Other cheery discoveries of the weekend:
How to cut up bone-in chicken thighs: When I make jambalaya, I usually buy a couple deboned, skinless chicken thighs, cut them up, and brown the meat with the sausage before cooking the stew. But last week the store had no boneless thighs, so I bought a couple bone-in ones. I don't find cutting up uncooked chicken very easy when it's bone-in, though. So here's what I did: par-broiled the meat. For 20 minutes instead of the usual 30 that I take when cooking them as a separate item. That made the meat cooked enough to cut easily, but still left some pink. I dropped it in the pot as the sausage was finishing up, and it browned fine without overcooking. And now I have bits of chicken skin in the jambalaya, which is actually appealing.
How to defrost your freezer: our freezer builds up ice on the bottom, and I've never been able to get it to stop permanently. Usually I partially defrost it every couple months, enough to be able to chip away the ice.
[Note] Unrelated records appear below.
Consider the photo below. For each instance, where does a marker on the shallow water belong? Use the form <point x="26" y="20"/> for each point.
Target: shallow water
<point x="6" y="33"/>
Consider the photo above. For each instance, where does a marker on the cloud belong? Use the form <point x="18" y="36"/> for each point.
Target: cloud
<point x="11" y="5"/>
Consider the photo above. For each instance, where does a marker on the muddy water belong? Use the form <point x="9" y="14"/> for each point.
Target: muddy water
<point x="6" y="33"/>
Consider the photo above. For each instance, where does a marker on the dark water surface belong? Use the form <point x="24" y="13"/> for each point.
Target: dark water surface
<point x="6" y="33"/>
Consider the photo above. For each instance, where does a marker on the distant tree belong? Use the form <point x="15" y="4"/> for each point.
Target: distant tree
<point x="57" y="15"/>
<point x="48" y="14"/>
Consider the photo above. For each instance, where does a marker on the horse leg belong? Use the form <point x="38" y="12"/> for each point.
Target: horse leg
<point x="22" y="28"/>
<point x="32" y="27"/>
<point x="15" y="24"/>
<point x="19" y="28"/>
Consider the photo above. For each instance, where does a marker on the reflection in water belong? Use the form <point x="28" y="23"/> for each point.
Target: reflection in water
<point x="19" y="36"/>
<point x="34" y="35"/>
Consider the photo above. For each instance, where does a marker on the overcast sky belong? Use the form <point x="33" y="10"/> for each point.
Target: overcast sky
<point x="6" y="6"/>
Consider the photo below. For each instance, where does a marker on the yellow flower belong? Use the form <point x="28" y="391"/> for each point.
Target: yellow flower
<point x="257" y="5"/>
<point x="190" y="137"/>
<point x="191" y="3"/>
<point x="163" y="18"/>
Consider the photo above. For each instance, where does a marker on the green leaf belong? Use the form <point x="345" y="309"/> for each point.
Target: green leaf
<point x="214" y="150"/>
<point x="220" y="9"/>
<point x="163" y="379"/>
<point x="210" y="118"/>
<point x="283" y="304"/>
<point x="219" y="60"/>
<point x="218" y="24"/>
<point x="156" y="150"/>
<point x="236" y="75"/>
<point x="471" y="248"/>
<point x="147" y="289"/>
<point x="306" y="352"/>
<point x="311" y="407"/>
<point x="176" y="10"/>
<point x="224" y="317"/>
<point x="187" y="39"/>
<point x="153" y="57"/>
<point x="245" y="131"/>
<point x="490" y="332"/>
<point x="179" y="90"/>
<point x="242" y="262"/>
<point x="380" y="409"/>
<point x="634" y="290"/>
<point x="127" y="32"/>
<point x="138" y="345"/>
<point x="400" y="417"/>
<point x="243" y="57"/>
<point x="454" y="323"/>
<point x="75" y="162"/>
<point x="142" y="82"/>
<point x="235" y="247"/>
But that's inadvisable when the freezer is packed because of isolation. So it occurred to me to try a hair dryer. I blew the hot air at the edge of the ice for a minute, chipped a bit off, tried again. After just a couple rounds, the knife suddenly lifted up the entire block of ice from the freezer bottom. That had never happened before. I put it down, removed everything from on top of it, and picked the block up again with the knife and a dish towel. Moved it over to the sink, where it didn't fit. Ran water long enough to chop the block in half, which made it small enough to fit in the sink. Left it there to melt on its own.
In both cases, I think I'll do it this way on purpose from now on.